With its Marxist overtones, liberation theology's battle with the Vatican -- especially under the reign of the late Pope John Paul II, the proud son of Poland who is credited with helping to bring down the Soviet empire -- is often interpreted as a final vestige of the Cold War. But that's a simplistic reading.
The Cold War was fought against a centralized empire that forbade the public worship of God. Liberation theology manifests in an almost perfectly opposite form: it offers a highly decentralized structure for worship and political activity. It has flourished in Brazil, which has the largest Catholic population of any country, because it suits the culture of the nation's numerous poor people, empowering them to act on their own behalf and to practice their Catholic faith in a more charismatic form than is found in the urban churches run by the bishops. Brazil's 80,000 religious "base communities," the fruits of liberation theology, serve yet another practical purpose: like their counterparts in the United States and Europe, Brazilian Catholics suffer a lack of priests. Base communities center on worship led by laypeople.
Therein lies the church's great problem with liberation theology. It is threatened less by Marxist economic ideas than by the demand for a decentralized church led by worshippers, the practitioners who came to be known during the Second Vatican Council as "the people of God."
In Europe, as I wrote two weeks ago, the churches are empty while Catholic lay movements thrive. Poland is the most notable exception to the rule -- the one country to maintain unwavering loyalty to the institutional church in the decades following the bloody destruction of World War II. During Poland's Herculean struggle against the Soviet Union, the Vatican played the role of liberator; it provided critical support to the anti-Soviet movement. To that end, the centralized institutional infrastructure served brilliantly, and the Catholic identity of one Slavic people became the symbol of differentiation between them and their non-Catholic Slavic overlords.

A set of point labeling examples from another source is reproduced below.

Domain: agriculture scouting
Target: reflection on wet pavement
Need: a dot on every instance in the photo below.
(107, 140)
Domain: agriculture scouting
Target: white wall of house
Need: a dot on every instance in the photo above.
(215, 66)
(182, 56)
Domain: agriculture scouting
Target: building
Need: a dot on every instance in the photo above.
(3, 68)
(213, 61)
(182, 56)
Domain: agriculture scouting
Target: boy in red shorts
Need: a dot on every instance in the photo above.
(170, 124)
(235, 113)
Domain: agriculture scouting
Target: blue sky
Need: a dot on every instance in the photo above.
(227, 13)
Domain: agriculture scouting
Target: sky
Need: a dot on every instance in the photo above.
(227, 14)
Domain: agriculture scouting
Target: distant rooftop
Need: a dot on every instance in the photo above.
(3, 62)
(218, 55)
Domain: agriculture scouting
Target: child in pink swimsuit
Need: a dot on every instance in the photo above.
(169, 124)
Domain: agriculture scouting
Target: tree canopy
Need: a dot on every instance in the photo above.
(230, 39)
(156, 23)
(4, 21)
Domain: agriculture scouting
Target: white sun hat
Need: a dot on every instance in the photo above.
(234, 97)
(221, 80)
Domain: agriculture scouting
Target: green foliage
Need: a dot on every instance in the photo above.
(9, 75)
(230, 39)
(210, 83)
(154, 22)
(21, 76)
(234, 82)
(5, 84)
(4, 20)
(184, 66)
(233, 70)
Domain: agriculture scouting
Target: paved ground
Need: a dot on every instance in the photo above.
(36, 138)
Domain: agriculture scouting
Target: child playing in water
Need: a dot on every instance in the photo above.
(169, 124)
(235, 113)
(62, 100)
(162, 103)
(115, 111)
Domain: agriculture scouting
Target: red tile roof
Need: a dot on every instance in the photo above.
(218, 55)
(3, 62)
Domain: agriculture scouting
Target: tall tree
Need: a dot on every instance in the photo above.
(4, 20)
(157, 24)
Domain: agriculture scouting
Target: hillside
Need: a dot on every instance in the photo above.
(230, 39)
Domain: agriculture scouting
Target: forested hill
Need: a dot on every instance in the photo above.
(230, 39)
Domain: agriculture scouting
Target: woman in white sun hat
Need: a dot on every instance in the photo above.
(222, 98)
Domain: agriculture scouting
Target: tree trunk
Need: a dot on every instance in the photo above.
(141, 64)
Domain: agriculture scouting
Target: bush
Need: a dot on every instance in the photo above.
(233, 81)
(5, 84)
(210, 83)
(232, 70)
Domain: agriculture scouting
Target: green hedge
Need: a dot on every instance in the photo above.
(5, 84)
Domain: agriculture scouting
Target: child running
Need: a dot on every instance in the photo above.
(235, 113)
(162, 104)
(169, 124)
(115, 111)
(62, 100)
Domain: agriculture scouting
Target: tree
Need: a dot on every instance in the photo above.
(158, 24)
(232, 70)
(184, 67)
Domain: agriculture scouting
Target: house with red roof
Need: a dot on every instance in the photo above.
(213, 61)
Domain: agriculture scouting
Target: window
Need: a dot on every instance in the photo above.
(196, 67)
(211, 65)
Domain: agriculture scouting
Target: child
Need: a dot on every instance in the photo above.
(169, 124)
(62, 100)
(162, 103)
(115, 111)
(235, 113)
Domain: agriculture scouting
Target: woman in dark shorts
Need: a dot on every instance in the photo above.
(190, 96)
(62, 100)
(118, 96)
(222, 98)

In Brazil, the history of the European church is less noble. It often sided with the interests of wealthy land-owners who maintained the chasm between themselves and the nation's abjectly poor masses. One need only look at the history of the right-wing Catholic movement Tradition, Family and Property to get a taste of that reality. The Vatican, along with political and business interests, managed to stifle liberation theology in much of Latin America, but never succeeded in Brazil, where the new form was born. Like the bossa nova, which literally translates to "new trend," liberation theology survives in Brazil in part because of its birth as a genuine expression of the nation's own culture.

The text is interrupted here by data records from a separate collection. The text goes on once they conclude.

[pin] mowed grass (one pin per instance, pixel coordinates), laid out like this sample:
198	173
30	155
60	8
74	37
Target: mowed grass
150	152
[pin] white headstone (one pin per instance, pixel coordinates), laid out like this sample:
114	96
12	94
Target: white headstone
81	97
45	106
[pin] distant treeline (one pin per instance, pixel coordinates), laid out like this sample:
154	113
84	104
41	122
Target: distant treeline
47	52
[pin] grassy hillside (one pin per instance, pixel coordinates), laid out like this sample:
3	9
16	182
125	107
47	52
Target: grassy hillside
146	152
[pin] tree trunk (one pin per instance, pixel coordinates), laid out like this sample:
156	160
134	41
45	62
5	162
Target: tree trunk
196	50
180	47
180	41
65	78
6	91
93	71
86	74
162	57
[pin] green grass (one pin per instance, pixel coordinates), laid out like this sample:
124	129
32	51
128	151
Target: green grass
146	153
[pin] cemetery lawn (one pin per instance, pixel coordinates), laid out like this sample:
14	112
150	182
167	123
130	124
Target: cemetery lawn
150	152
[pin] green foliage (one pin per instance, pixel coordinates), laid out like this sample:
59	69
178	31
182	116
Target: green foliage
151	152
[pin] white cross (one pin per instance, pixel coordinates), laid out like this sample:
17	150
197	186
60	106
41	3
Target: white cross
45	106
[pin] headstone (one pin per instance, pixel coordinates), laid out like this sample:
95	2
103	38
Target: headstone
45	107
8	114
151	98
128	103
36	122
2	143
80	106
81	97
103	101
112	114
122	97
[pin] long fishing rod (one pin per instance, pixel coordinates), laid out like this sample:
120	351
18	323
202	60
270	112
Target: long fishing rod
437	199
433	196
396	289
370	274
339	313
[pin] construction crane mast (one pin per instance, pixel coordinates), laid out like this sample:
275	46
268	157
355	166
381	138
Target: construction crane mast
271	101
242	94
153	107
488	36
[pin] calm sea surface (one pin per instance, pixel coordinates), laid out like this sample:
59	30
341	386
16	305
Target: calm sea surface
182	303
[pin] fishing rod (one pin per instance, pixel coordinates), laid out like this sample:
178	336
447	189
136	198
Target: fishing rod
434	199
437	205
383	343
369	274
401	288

Today, the media are rife with reasons for Benedict's voyage to Brazil. He's said to come to help to stem the tide of conversions from Catholicism to Pentecostal Protestant sects, or to warn Brazilians of the spiritual peril of abortion, contraception and female empowerment. He'll no doubt do the latter, but I doubt he's journeyed so far to do the former. Benedict has claimed not to be troubled by the falling away of Catholics in the Western world; he'd rather have a small number of loyal, obedient adherents to the faith, it's been said, than a large number who make up their own rules. His interaction with Lula, who supports the distribution of condoms for HIV-AIDS prevention, will no doubt be telling, as will be his meetings with Brazil's bishops.
Published schedules do not make clear whether he will invite members of Brazil's right-wing Catholic groups to any of the events over which he will preside. But no matter what his agenda, Pope Benedict XVI will arrive in Sao Paulo having done for Brazil's liberation theology movement what the Soviet Union did for Polish Catholicism: strengthened its cultural role in the life of everyday people.